Sebagian besar indeks saham Asia melemah pada perdagangan Senin, dengan pasar saham Korea Selatan mengalami penurunan tajam ke level terendah dalam lebih dari satu tahun. Penurunan ini terjadi di tengah meningkatnya ketegangan politik domestik di negara tersebut, sementara pelaku pasar juga mencermati data ekonomi utama dari China dan Jepang.
Kekhawatiran terhadap risiko geopolitik turut menekan sentimen investor, terutama setelah laporan bahwa pasukan pemberontak telah menggulingkan Presiden Suriah Bashar al-Assad dan mengambil alih kontrol atas Damaskus. Berita bahwa al-Assad telah tiba di Moskow, sementara pasukan Israel masuk ke wilayah Suriah, menambah ketegangan di kawasan Timur Tengah.
Saham Korea Selatan Memimpin Penurunan di Asia
Indeks KOSPI Korea Selatan merosot lebih dari 2% pada Senin, menyentuh level terendah sejak awal November 2023, setelah pekan lalu juga mencatat penurunan lebih dari 1%. Gejolak politik di Korea Selatan semakin dalam setelah jaksa memulai investigasi pidana terhadap Presiden Yoon Suk Yeol pada Minggu atas upayanya memberlakukan hukum darurat militer di negara tersebut.
Presiden Yoon berhasil lolos dari pemakzulan oleh parlemen yang dikuasai oposisi pada Sabtu, tetapi tekanan dari partainya sendiri menunjukkan kemungkinan bahwa ia akan tersingkir sebelum akhirnya mengundurkan diri. Ketidakstabilan politik ini menimbulkan kekhawatiran di kalangan investor karena potensi dampak luas yang dapat dirasakan di seluruh Asia.
Sementara itu, indeks PSEi Filipina turun 0,7%, sedangkan Indeks Harga Saham Gabungan (IHSG) Indonesia cenderung stagnan. Di Australia, S&P/ASX 200 melemah tipis 0,2%, dan kontrak berjangka Nifty 50 India menunjukkan pembukaan pasar yang cenderung datar.

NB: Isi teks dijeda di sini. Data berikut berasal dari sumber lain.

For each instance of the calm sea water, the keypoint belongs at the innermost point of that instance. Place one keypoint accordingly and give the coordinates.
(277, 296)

Reaksi Tertahan Terhadap Data Ekonomi Jepang dan China
Di Jepang, Nikkei 225 naik 0,3%, sementara TOPIX menguat 0,4% setelah data PDB yang dirilis Senin menunjukkan pertumbuhan ekonomi yang sedikit lebih tinggi dari perkiraan pada kuartal ketiga. Meski demikian, pertumbuhan ini masih jauh di bawah pencapaian kuartal sebelumnya, memicu keraguan mengenai kemampuan Bank of Japan untuk menaikkan suku bunga lebih lanjut. Pasar masih terpecah pendapat terkait kemungkinan kenaikan suku bunga oleh BOJ pada pekan depan.
Saham-saham di China menunjukkan kenaikan tipis, dengan Shanghai Composite menguat 0,4% dan Shanghai Shenzhen CSI 300 naik 0,2%. Data inflasi konsumen yang dirilis Senin menunjukkan kontraksi lebih besar dari perkiraan pada November, mengindikasikan bahwa upaya stimulus terbaru belum mampu mengatasi tren deflasi yang terus berlangsung. Inflasi harga produsen juga tetap lemah, meskipun terdapat sedikit perbaikan dalam aktivitas bisnis. Hal ini mencerminkan lebih dari dua tahun penurunan inflasi PPI, yang dipengaruhi oleh lemahnya permintaan domestik dan lambatnya pemulihan sektor properti.
Fokus pasar pekan ini akan tertuju pada Konferensi Kerja Ekonomi Pusat (CEWC) tahunan China untuk mencari petunjuk lebih lanjut mengenai langkah-langkah stimulus tambahan dari bank sentral negara tersebut.
Perhatian Global Tertuju pada Inflasi AS
Di tengah dinamika pasar Asia, investor global menantikan data inflasi Indeks Harga Konsumen (CPI) AS yang akan dirilis pada Rabu. Data ini penting untuk memahami arah kebijakan suku bunga Federal Reserve. Data ketenagakerjaan AS yang dirilis Jumat lalu menunjukkan pertumbuhan tenaga kerja non-pertanian (NFP) yang lebih kuat dari perkiraan pada November. Namun, hal ini belum cukup mengubah ekspektasi pasar terhadap kemungkinan pemangkasan suku bunga oleh The Fed pada pekan depan.
Kontrak berjangka saham AS bergerak stabil dalam perdagangan Asia, mencerminkan sikap hati-hati pelaku pasar terhadap perkembangan ekonomi global.